Giorgetti: il braccio destro di Salvini tutto chiacchiere e distintivo

Il sottosegretario alla presidenza del Consiglio minaccia la caduta del governo un giorno sì e l'altro pure. Vi spieghiamo perché è tutta una finta

Stamattina sul Corriere della Sera ha voluto dedicarsi alle previsioni del tempo apocalittiche, pronosticando la grandine a giugno e i deboli che saranno i primi a cadere. Ma è da quando è cominciata l’era dei gialloverdi al governo che il sottosegretario alla presidenza del Consiglio Giancarlo Giorgetti vede, prevede e stravede, come il mago di Segrate di Diego Abatantuono.

Cosa, di preciso? Boh. Ogni volta che parla Giorgetti, e che i giornali italiani riportano le sue dichiarazioni in interviste o retroscena, non si capisce mai cosa voglia dire o ottenere. Si lamenta del governo che è “paralizzato” dal MoVimento 5 Stelle, minaccia di “sfratto” il presidente del Consiglio Conte – che è talmente poco sveglio da prenderlo sul serio – e ora si dedica anche a prevedere la grandine, l’Apocalisse e le cavallette, come un Blues Brothers qualsiasi. Però poi alla fine non accade mai nulla.
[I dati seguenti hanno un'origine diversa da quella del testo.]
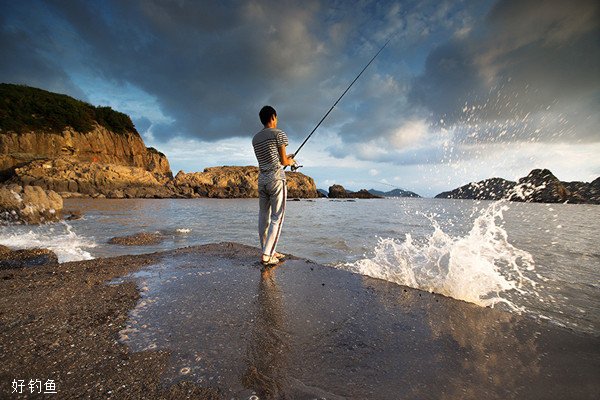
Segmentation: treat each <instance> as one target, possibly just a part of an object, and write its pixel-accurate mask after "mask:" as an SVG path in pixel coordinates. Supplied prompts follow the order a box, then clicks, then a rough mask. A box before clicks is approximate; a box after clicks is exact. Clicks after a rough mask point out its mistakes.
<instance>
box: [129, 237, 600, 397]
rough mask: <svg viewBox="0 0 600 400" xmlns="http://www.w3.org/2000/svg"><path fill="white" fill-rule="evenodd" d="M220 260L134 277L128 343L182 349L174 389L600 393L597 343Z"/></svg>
mask: <svg viewBox="0 0 600 400" xmlns="http://www.w3.org/2000/svg"><path fill="white" fill-rule="evenodd" d="M217 250H218V251H214V252H212V253H208V254H207V253H205V252H201V251H193V250H190V251H189V252H188V253H185V254H180V255H176V256H170V257H168V258H165V259H164V261H163V262H162V263H161V264H160V265H157V266H154V267H152V268H150V269H148V270H146V271H145V272H142V273H141V274H139V275H138V277H137V278H136V279H138V280H139V282H140V287H141V288H142V289H143V293H144V294H143V298H142V299H141V301H140V307H138V308H137V309H136V310H134V311H133V312H132V317H131V320H130V322H129V326H128V327H127V328H126V329H127V331H126V332H124V334H126V337H124V338H123V340H124V341H125V342H126V343H127V344H128V345H129V346H130V347H131V348H132V349H133V350H159V351H168V352H170V353H171V365H170V367H169V370H168V371H165V374H164V380H165V382H166V383H173V382H177V381H179V380H189V381H192V382H194V383H196V384H198V385H202V386H212V387H217V388H219V390H220V391H221V392H222V394H223V397H224V398H238V399H248V398H250V397H251V396H258V398H260V399H279V398H294V399H315V398H326V399H344V398H345V399H364V398H377V399H397V398H403V399H422V398H435V399H439V398H441V399H470V398H473V399H475V398H509V399H510V398H539V397H548V396H551V397H552V398H589V397H592V398H593V397H594V396H595V395H596V394H598V393H599V392H600V389H599V386H598V384H597V383H596V379H595V377H597V376H598V374H599V372H600V371H599V367H598V365H600V363H599V361H600V357H599V351H598V348H600V346H598V345H599V344H600V339H598V338H595V337H592V336H585V335H580V334H574V333H572V332H570V331H568V330H565V329H562V328H558V327H553V326H551V325H549V324H547V323H539V322H536V321H533V320H530V319H528V318H525V317H521V316H518V315H514V314H508V313H504V312H500V311H497V310H492V309H485V308H481V307H478V306H476V305H473V304H469V303H465V302H460V301H456V300H453V299H448V298H445V297H443V296H439V295H435V294H431V293H427V292H421V291H418V290H414V289H409V288H404V287H401V286H398V285H396V284H393V283H390V282H385V281H380V280H376V279H372V278H367V277H363V276H359V275H354V274H351V273H348V272H345V271H339V270H334V269H331V268H327V267H323V266H320V265H317V264H312V263H308V262H306V261H304V260H294V259H292V260H289V261H286V262H285V263H284V264H282V265H280V266H279V267H277V268H274V269H271V270H269V271H267V272H264V273H261V272H260V265H258V263H257V262H256V259H257V255H256V254H254V253H255V250H252V249H250V248H247V247H244V246H238V247H236V246H233V247H231V248H227V247H221V248H219V249H217ZM565 366H567V367H568V368H566V367H565ZM567 394H568V395H567Z"/></svg>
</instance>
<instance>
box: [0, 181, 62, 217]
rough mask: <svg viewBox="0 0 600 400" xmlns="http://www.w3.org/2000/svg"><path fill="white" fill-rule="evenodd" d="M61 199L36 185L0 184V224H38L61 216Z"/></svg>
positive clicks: (61, 205) (56, 195)
mask: <svg viewBox="0 0 600 400" xmlns="http://www.w3.org/2000/svg"><path fill="white" fill-rule="evenodd" d="M62 211H63V199H62V197H61V196H60V195H58V193H56V192H54V191H52V190H44V189H42V188H40V187H38V186H25V187H21V186H19V185H9V186H0V224H14V223H16V224H23V223H24V224H40V223H44V222H56V221H58V220H60V219H61V218H62Z"/></svg>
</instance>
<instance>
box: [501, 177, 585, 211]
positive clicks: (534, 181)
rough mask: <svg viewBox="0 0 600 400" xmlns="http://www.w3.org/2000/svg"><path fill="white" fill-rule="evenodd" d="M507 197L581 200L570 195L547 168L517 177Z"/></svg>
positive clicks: (550, 202) (541, 201)
mask: <svg viewBox="0 0 600 400" xmlns="http://www.w3.org/2000/svg"><path fill="white" fill-rule="evenodd" d="M508 199H509V200H511V201H524V202H528V203H529V202H534V203H564V202H566V201H571V202H576V203H581V202H583V201H581V200H583V199H579V198H577V199H575V198H574V197H573V196H571V192H569V191H568V190H567V188H566V187H565V186H564V185H563V184H562V182H561V181H560V180H558V178H557V177H555V176H554V175H553V174H552V172H550V171H549V170H547V169H534V170H533V171H531V172H530V173H529V175H527V176H526V177H524V178H521V179H519V181H518V182H517V185H515V187H514V188H513V190H512V191H511V193H510V194H509V196H508ZM574 200H575V201H574Z"/></svg>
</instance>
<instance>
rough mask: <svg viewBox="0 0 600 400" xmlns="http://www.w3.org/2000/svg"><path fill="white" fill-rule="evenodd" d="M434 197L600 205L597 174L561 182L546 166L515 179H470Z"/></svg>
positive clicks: (463, 198)
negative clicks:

Il governo resta saldo e Salvini di pomeriggio smentisce quello che ha detto lui al mattino, dicendo che vuole durare cinque anni. Una tattica che ricorda quella del poliziotto buono e del poliziotto cattivo, e a voler essere maligni sembra servire più che altro a tenere buoni gli imprenditori del Nord-Est, che non gradivano l’alleanza con i grillini e oggi si lamentano dei cantieri bloccati e delle commesse che tardano ad arrivare perché i bandi si perdono nei ministeri. Ma quando arriviamo al dunque, Giorgetti si dimostra un quaquaraquà.

D’altro canto la sua “carriera” politica non è esattamente quella di un rottamatore, anzi. Bocconiano e deputato dal 1996, è stato consigliere della Credieuronord – la banca dei leghisti fallita in una spremuta di sangue del ceto produttivo nordestino – e di lui si dice che è sempre stato il braccio destro di qualcuno. Prima di Bossi, poi di Maroni e adesso di Salvini. Proclamatosi ambasciatore del leghismo presso i poteri forti, nel suo curriculum brilla l’amicizia con Mario Draghi.

Quando è scoppiata la crisi dello spread i giornali hanno scritto che c’era lui dietro la svolta del Salvini vincolato e improvvisamente diventato rispettoso dell’ortodossia europea sul bilancio. Anche perché, sostennero all’epoca i maligni, qualche banca su al Nord stava rischiando di saltare e questo sarebbe stato troppo persino per il Capitano.

E così Giorgetti scompare e riappare. Non si fa sentire quando viene sfiorato nello scandalo Siri perché ha assunto il figlio di Arata, che aveva favorito l’incontro tra Bannon e Salvini. Poi rispunta a sostenere che il governo deve cadere sull’economia perché bisogna dare un segnale agli imprenditori della TAV. E poi sparisce di nuovo quando i giornali scoprono che, come tanti altri politici del Belpaese, il suo inglese è piuttosto approssimativo.

Uno così fuffoso non poteva che diventare l’idolo dei giornali italiani. I quali fanno a gara nel raccogliere l’ultima sua voce dal sen fuggita per titolare che il governo è a rischio. Anche se poi non succede nulla e domani è un altro giornale. Ecco perché i quotidiani italiani cambieranno in meglio quando capiranno che a uno come Giorgetti non bisogna dedicare paginate di interviste, ma tre righe nelle brevi se avanza spazio. Perché di chiacchiere e di chiacchieroni in politica ne abbiamo già troppi da queste parti. Vuole o non vuole far cadere il governo? Quando avrà deciso qualcosa, ci faccia un fischio. Nel frattempo meglio occuparsi delle cose serie.